K.W. Michael

Thank you for viewing my collection of essays. My intent is to publish a new essay once a week, so please return for a fresh look every week or so. The essays written before Jan. 4, 2007 are revisions of essays created for Catholic Adult Fellowship (www.catholicadultfellowship.org) from 2004-2006. With the New Year there will, of course, be Christian spirituality, but also branching out to the interests in culture, public policy and nature. Blessings! K.W. Michael

Thursday, January 04, 2007

Seeing Indistinctly

“At present we see indistinctly, as in a mirror, but then face to face. At present I know partially; then I shall know fully, as I am fully known.” (1 Corinthians 13:12)

We can only know if we allow ourselves to be known. God asks us to open up to Him in such a personal way that for the great majority of us this is extremely uncomfortable. There is something real near, we can feel it and it is only seen indistinctly. The Spirit is reaching out and the more we allow it into us, the more we seem to have capacity within. We are the partial people, that continue to battle for openness to God that will not leave us alone, in a world that celebrates being closed and strong. So much around us has taught to guard, so God is always like a child saying “come out I want to play.”

A friend of mine’s father killed her mother (his wife) and himself recently. He took a gun to her head and his pulling the trigger. What could I do but hold her and let her know I was there. She did not need spiritual philosophy but relationship; a relationship built on a real person that was not afraid in the dark cold night to hug and hold. There were no answers, just allowing openness to know and be known. That is why the Christian God is personal, because everything else fails in comparison for the human. We are material, which is where God meets His people. What He made us of He became, what we needed He gave.
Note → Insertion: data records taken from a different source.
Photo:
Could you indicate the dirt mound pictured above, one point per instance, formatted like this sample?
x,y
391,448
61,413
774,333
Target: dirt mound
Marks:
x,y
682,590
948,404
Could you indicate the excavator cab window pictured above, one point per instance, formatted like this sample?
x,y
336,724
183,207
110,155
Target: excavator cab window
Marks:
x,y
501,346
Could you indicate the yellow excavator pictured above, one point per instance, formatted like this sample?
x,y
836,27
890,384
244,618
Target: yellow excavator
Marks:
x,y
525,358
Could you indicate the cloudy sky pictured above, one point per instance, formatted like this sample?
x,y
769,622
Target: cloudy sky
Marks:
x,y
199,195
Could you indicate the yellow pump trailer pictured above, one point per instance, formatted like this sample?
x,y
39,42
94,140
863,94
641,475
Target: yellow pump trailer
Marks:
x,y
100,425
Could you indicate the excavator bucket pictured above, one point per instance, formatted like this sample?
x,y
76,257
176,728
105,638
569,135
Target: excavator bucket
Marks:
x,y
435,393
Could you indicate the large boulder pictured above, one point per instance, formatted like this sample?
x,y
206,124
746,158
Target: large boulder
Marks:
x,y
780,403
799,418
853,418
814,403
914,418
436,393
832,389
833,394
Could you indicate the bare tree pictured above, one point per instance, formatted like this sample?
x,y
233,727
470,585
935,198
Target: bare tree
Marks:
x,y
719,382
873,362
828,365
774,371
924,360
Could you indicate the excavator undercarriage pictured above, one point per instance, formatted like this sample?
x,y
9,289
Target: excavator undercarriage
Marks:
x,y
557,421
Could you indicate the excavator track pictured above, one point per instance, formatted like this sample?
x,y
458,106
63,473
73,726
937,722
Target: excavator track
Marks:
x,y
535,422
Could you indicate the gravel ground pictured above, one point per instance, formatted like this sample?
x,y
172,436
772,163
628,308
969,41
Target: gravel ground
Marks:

Over 300,000 people died and millions displaced in Southeast Asia from a wave. An adjustment in the earths crust changed everything in the region. Saint and sinner were washed away together, with no discrimination given by the wave to the baby in the crib. How can a Christian have faith after everyone and everything they have known has been washed away? The answer is you can not, if there is faith, it has to come from and depend on what is outside and above fragile humanity easily be compromised by water. One reason Christians can claim to see is because they have learned the failure of there own eyes. We see indistinctly and have had to learn to allow ourselves to be known by and rely on the only One that can.